‘When does your papa come in? Is he not late to-night?’ she said at last, when her endurance had nearly reached its limits. She would have suffered any hardship for her darling, but the habits of her early innocent country life were strong upon her, and to stay up till midnight seemed almost immoral to Miss Cherry; still more immoral it seemed to her, however, to go to bed, without bidding your host good-night.
‘I think he is always late; but no one waits up for him,’ said Cara. ‘I never see him after dinner. Have I tired you out talking? I go to bed early,’ said the little girl, with a forlorn look, ‘because it is so dull; but I am so happy to-night. Oh, I wish you would never go away any more.’
‘My darling, I thought you had a great deal better company than me.’
‘Ah, but you were mistaken, you see. Sometimes I have very nice company though, when we dine with the Merediths. She asks us every week, and sometimes I go out to parties with her, which are pleasant. But it is very dull the other nights,’ said Cara, with unconscious pathos; ‘and the only thing I can do to amuse myself is to go to bed.’

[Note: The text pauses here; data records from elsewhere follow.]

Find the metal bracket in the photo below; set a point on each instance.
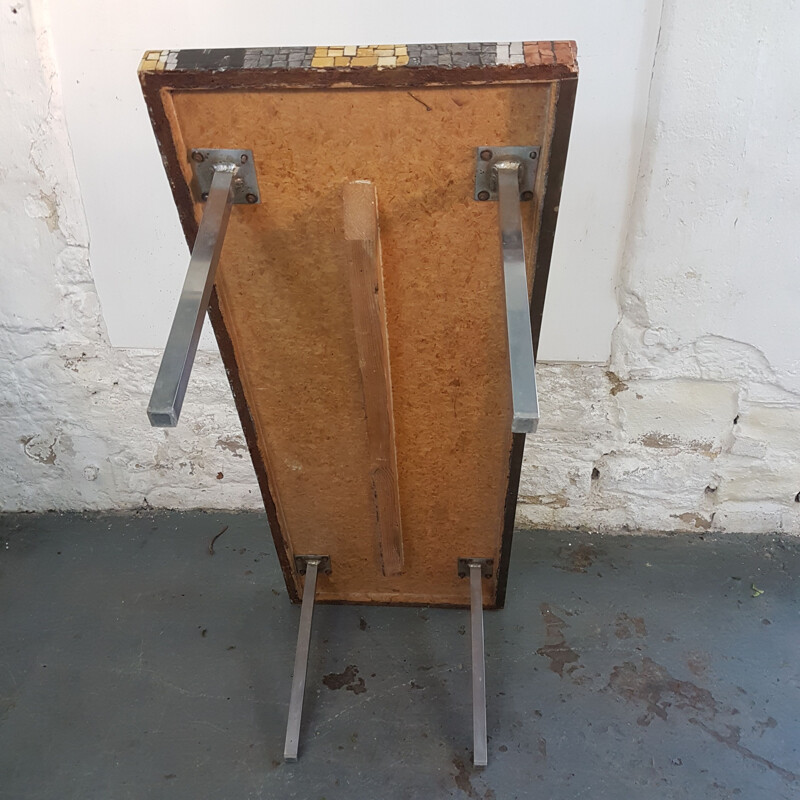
(245, 182)
(487, 160)
(308, 566)
(486, 565)
(323, 564)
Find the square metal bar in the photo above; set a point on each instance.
(166, 400)
(518, 315)
(480, 756)
(291, 745)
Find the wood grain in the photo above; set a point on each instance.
(360, 201)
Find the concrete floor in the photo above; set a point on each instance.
(135, 665)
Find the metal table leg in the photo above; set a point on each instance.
(480, 756)
(166, 400)
(301, 661)
(518, 316)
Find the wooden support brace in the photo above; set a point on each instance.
(369, 314)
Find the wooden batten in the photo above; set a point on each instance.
(361, 230)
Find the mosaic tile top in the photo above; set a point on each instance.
(382, 56)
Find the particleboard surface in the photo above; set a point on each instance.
(284, 306)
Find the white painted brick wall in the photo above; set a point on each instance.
(695, 424)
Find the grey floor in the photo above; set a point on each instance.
(136, 665)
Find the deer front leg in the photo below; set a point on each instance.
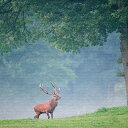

She laughed, but it was not a cheerful laugh. And was it possible that on the other side of the partition her father was sitting, whose poor little daughter had nothing better to do to amuse herself than to go to bed? What could James mean by such conduct? It was very hard for Cherry to be just in such strange circumstances, and not to blame, as most people would have done, the woman who was concerned. Visions of ill-names, such as ‘elderly siren,’ which innocent Miss Cherry had read in the papers, drifted into her simple brain in spite of herself. Why did she let him do it? Why did she encourage him to go to her? What were they talking about? Miss Cherry, though she was so sleepy, could not really rest, even after she went to bed, till she heard once more that dull sound through the house of the great door shutting. The houses in the Square were well built for London houses, and the corresponding sounds in the house next door, when the visitor departed, did not reach the watcher’s ears. But it was with some anxiety in her thoughts that Miss Cherry wondered how the sons liked it, and what they thought of their mother’s constant visitor: and she a married woman: and James still making believe to feel his wife’s loss so deeply that he could not enter his drawing-room without pain! Miss Cherry blushed in the darkness, throwing a warm reflection upon the pillow, if there had been any light to show it, over this thought.
CHAPTER XX.
THE PERUGINO.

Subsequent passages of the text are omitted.